This project is a Python implementation of a LSTM recurrent neural network designed to learn and produce short verse poetry. It stemmed from me reading Andrej Karpathy's blog post, thinking it was too good to be true, and wanting to try it for myself. Since I am a bit of python novice I decided I would learn more if I wrote things from scratch, and so here we are. Despite being written with poetry in mind it is likely flexible enough to learn and produce other types of data (In fact, if you think of something cool and creative to do with it I would love to hear about it). If you are interested in a more detailed description as well as seeing some of the outputs of the model check out my blog post

One key difference between this implementation and Karpathy's char-rnn is that the input is not treated as a long text file. This is important for learning poetry because there is clear structure to the data (i.e. each poem is a distinct piece of data) that is ignored if you just concatenate it all to a single text file.

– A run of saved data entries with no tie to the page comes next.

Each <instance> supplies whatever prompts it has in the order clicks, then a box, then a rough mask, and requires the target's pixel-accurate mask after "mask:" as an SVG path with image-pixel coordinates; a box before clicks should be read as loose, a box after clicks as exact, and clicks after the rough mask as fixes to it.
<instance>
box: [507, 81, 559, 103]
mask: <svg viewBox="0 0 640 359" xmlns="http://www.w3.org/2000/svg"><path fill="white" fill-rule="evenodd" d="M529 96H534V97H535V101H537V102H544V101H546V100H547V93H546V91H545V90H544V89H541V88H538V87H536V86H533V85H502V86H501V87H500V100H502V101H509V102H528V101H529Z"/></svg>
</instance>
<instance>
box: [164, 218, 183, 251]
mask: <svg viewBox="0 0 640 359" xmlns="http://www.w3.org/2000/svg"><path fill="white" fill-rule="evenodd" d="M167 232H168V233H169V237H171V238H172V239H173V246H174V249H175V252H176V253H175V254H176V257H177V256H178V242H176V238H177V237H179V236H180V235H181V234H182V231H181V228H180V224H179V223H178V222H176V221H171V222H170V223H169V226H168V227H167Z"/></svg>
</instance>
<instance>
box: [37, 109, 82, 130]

It also makes sampling nicer because you can tell the sampler that you want 14 poems instead of having to decide in advance that you want to sample 10000 characters and probably having the sample stop in the middle of a poem.

Usage

Data

The input data should be stored in the data file and should consist of a .csv file in which each row has a single column consisting of a string containing a poem (or whatever data you want to learn from). I have included two files haikus.csv and limericks.csv which contain approximately 8000 and 90000 haikus and limericks, respectively.

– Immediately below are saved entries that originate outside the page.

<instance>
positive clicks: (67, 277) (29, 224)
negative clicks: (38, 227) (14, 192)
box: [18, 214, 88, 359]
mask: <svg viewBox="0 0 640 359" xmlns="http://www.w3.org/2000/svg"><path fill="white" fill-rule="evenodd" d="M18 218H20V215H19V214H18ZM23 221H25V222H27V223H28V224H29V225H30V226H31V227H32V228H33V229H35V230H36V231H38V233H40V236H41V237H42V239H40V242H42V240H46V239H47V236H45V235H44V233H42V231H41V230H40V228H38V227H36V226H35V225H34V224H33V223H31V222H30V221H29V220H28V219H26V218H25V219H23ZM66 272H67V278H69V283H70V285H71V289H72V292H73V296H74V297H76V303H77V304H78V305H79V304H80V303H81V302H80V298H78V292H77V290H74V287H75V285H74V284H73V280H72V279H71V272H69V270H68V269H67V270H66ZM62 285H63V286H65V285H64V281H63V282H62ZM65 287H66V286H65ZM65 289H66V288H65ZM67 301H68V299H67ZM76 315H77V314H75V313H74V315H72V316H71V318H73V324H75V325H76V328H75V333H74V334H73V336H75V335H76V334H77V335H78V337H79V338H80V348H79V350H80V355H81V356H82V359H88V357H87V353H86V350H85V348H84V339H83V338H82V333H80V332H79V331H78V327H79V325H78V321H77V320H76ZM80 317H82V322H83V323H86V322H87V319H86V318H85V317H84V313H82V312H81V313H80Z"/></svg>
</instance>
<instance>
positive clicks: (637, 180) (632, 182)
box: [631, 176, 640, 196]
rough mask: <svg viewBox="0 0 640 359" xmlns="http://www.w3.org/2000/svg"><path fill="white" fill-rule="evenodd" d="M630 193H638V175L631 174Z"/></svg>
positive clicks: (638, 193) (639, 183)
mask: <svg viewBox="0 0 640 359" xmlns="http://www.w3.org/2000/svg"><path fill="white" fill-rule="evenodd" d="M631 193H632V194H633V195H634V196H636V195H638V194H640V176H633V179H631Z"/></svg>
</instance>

Feel free to play around with your own data. It should work provided it is formatted as above.

The Model

The model for training is an LSTM recurrent neural network of either 1 or 2 hidden layers. The forward and backward passes are batched and the implementation is a (very slight) modification of Andrej Karpathy's gist

Training

If you have some data contained in a file data.csv and you want to get started quickly, you can train a model using the train.py file with its default settings. Just run

$ python train.py -d 'data.csv'

If you want to explore the settings for training just type

$ python train.py -h

In each training step the trainer will perform an rmsprop update using a mini-batch of poems (the default size of which is 100 and it can be adjusted). Periodically, the trainer will tell you how long (on average) the batches are taking. After each epoch, the model will tell you the current loss, the training accuracy, and the validation accuracy. It will also write the current model (serialized using pickle) to a file in the cv folder if it has a higher validation accuracy than the previous best model. These models will be used to sample after training.

Sampling

Once you have a model trained you can use sample.py to sample from it. If you have a model stored in cv/model.p then you can sample from it using the default parameters with the command

$ python sample.py -m 'cv/model.p'

This will sample 10 poems using the model you created.

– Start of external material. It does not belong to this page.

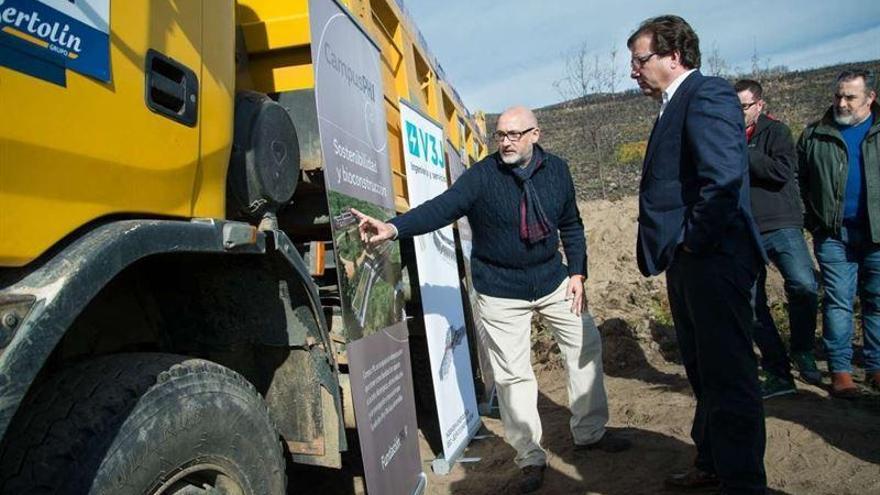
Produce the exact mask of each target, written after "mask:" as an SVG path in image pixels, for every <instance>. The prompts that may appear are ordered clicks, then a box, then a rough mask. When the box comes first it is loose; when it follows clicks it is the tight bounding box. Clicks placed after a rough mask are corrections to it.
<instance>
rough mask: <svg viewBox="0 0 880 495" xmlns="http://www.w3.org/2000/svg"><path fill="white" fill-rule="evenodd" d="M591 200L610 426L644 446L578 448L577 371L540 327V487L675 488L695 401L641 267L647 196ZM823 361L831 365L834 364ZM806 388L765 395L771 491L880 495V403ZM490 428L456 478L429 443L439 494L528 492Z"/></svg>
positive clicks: (688, 433)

There are a few parameters you can play around with. The first, and simplest parameter, is the -n argument which specifies the number of poems you want sample.py to produce.

Second, you can seed your model with some text by specifying a string using the -s argument. This will feed the characters of your string forward through the model and use them as the initial characters of each poem. If no seed is provided sample.py will just pick a random letter to start your poem with and sample the rest.

The third, and probably most fun, parameter to play with is the 'temperature' given by the -t argument. If you are unfamiliar with temperature, here is an extremely unsatisfying explanation. You should think of temperature as a positive real number which if close to 0 makes your model more conservative and if it is large will make your model more creative.

There are a few other arguments which you can use, which control whether the output of the sampler is written to a file or not. You can learn more about this and other arguments using the

$ python sample.py -h

command.

Hopefully you can find some good data to play with using this model. Good luck!!